Fiat Chrysler to Modify 100,000 Vehicles After Accusations of Emissions Cheating

The company already faces accusations in Europe that its cars produce far more nitrogen oxides in normal driving than during tests. On Wednesday, the European Union’s executive arm filed a formal complaint against the Italian government for allowing Fiat Chrysler to sell cars designed to evade emissions tests.

And the evidence has piled up that those high emissions levels were part of efforts to evade environmental standards.

Academic researchers on both sides of the Atlantic said separately this week that they had found that Fiat Chrysler’s diesel vehicles had suspiciously high pollution levels and that there was evidence the company had used a so-called defeat device, software intended to allow a vehicle to pass official emissions tests but to pollute more when driven on the highway.

In the latest instance, the American university researcher who exposed Volkswagen’s emissions scandal said in a telephone interview late Thursday that tests of Jeep Grand Cherokees and Ram 1500 had revealed major discrepancies between road and lab emissions.

Dan Carder, director of a renowned vehicle emissions program at West Virginia University, said a diesel Ram pickup tested by the group produced up to 20 times as much harmful nitrogen oxides on the road than under controlled conditions in a lab. A diesel Jeep Grand Cherokee produced up to five times as much.

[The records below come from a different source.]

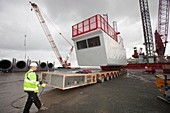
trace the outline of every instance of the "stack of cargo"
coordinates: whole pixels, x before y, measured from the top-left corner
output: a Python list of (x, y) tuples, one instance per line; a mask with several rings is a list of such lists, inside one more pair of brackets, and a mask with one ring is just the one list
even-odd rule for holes
[(170, 74), (170, 64), (167, 63), (162, 65), (162, 69), (165, 74)]
[(45, 62), (45, 61), (39, 61), (38, 62), (38, 70), (39, 71), (53, 71), (54, 70), (54, 62)]
[(31, 62), (36, 62), (38, 65), (37, 71), (54, 71), (55, 62), (42, 62), (42, 61), (34, 61), (34, 60), (18, 60), (13, 58), (9, 59), (1, 59), (0, 60), (0, 71), (2, 72), (26, 72), (29, 70), (29, 65)]
[(12, 61), (8, 59), (0, 60), (0, 71), (2, 72), (10, 72), (13, 69)]
[(27, 71), (28, 68), (28, 64), (29, 64), (29, 60), (16, 60), (15, 58), (13, 58), (13, 71)]
[(43, 62), (43, 61), (39, 61), (39, 67), (38, 67), (38, 70), (39, 71), (45, 71), (47, 70), (47, 63), (46, 62)]

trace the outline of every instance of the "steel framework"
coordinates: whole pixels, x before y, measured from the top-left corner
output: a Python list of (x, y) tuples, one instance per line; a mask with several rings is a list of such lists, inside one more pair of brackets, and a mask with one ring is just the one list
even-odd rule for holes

A 2013 study by Mr. Carder’s team set off a chain of events that exposed Volkswagen’s use of illegal software to conceal excess emissions in diesel cars. That led to Mr. Carder being named one of Time magazine’s 100 most influential people last year. Eventually the German automaker paid more than $22 billion in legal settlements and fines stemming from the cheating.

Mr. Carder said he did not try to determine whether the Fiat Chrysler vehicles were equipped with so-called defeat devices, but said that such big discrepancies between lab and road tests were unusual.

“It suggests different emission control versus what’s in the laboratory,” he said.

While it is normal for diesel vehicles to pollute somewhat more in normal driving than in the controlled environment of a lab, Mr. Carder said, “when you get to five times that’s kind of eye raising.”

While he stopped short of accusing Fiat Chrysler of using illegal software, a separate study found evidence that the company had done so.